With only a few days left before the July 10 deadline for registration of students from Class VIII to XII, educators under the banner of the Democratic Teachers Front (DTF) have urged the Punjab School Education Board (PSEB) to extend the schedule by at least one month.
Raising serious concerns over the feasibility of meeting the deadline, the DTF said teachers are already overburdened with the Special Intensive Revision (SIR) of electoral rolls, the statewide drug survey and a string of government assignments, leaving little time to complete the registration process.
Under the existing norms, schools that fail to complete registrations within the stipulated deadline face hefty penalties. The DTF argued that such punitive action will be unjust as any delay will result from teachers being diverted to government assignments beyond the control of the school authorities.
The DTF said the registration process has become significantly more demanding this year due to the mandatory uploading of students’ digital birth certificates. Many parents are yet to obtain the documents, leaving schools unable to complete registrations despite repeated follow-ups.
Frequent server outages on the board’s registration portal have further compounded the problem, often forcing teachers to continue the work from home after school hours.
DTF state president Digvijaypal Sharma and state secretary Resham Singh Khemuana said teachers have spent several months juggling non-academic assignments, including answer-sheet evaluation, Census work, departmental training programmes, MC election duties and drug surveys. At present, they are occupied with SIR of electoral rolls.
With a significant number of teachers deployed on these assignments and away from classrooms, completing the registration process within the existing deadline has become virtually impossible, they said.
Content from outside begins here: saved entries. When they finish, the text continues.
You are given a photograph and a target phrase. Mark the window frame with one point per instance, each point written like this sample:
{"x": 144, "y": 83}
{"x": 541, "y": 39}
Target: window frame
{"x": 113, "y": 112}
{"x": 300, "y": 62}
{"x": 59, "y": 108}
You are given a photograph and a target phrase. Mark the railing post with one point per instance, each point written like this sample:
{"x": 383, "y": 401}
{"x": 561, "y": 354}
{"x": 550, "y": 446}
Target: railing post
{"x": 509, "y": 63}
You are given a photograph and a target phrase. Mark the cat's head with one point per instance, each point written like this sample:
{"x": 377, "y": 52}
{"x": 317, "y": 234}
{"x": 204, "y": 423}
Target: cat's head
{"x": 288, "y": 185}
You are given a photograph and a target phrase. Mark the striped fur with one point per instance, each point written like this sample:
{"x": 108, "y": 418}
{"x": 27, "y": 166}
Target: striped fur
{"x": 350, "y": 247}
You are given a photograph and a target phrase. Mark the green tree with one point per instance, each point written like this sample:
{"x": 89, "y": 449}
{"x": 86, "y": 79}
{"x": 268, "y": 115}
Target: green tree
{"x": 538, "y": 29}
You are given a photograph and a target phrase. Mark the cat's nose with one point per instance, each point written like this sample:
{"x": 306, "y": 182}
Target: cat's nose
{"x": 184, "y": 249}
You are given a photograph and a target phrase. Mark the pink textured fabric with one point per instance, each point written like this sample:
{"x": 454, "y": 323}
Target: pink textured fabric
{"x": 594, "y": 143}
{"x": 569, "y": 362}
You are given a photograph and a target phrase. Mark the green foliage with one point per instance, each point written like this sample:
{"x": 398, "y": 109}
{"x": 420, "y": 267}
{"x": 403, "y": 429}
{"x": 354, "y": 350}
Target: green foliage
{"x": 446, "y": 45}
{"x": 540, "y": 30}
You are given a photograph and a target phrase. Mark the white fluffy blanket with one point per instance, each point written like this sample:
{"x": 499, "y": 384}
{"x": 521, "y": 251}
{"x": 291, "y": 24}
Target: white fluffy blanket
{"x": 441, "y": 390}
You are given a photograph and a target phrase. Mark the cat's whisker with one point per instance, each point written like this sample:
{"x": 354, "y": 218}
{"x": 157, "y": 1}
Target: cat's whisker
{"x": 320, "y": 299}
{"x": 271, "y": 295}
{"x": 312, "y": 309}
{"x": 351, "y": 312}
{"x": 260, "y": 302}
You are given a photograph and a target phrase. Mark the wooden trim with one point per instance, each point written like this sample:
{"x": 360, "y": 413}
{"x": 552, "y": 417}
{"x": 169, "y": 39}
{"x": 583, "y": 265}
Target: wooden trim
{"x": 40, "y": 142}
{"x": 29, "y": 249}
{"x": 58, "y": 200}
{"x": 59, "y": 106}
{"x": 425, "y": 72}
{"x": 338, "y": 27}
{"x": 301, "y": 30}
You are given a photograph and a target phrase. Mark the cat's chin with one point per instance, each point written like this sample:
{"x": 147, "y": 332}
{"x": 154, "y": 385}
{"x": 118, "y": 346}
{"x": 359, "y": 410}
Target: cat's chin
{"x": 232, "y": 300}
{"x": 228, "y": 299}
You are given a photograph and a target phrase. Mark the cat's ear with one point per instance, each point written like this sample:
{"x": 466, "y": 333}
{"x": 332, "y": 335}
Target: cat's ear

The organisation also criticised the board’s decision to increase the late registration penalty from Rs 500 to Rs 2,500 per student after July 15. It pointed out that while last year’s registration deadline was July 28, schools have been given a much shorter window this year despite additional documentation requirements, recurring technical glitches and a heavier non-teaching workload.
Seeking immediate intervention, the DTF urged the PSEB to extend the registration deadline by one month and review the penalty provisions. It maintained that teachers should not be made to bear the consequences of government deployment, inadequate timelines and technical failures, adding that an extension will ensure smooth registrations without placing unnecessary pressure on schools or parents.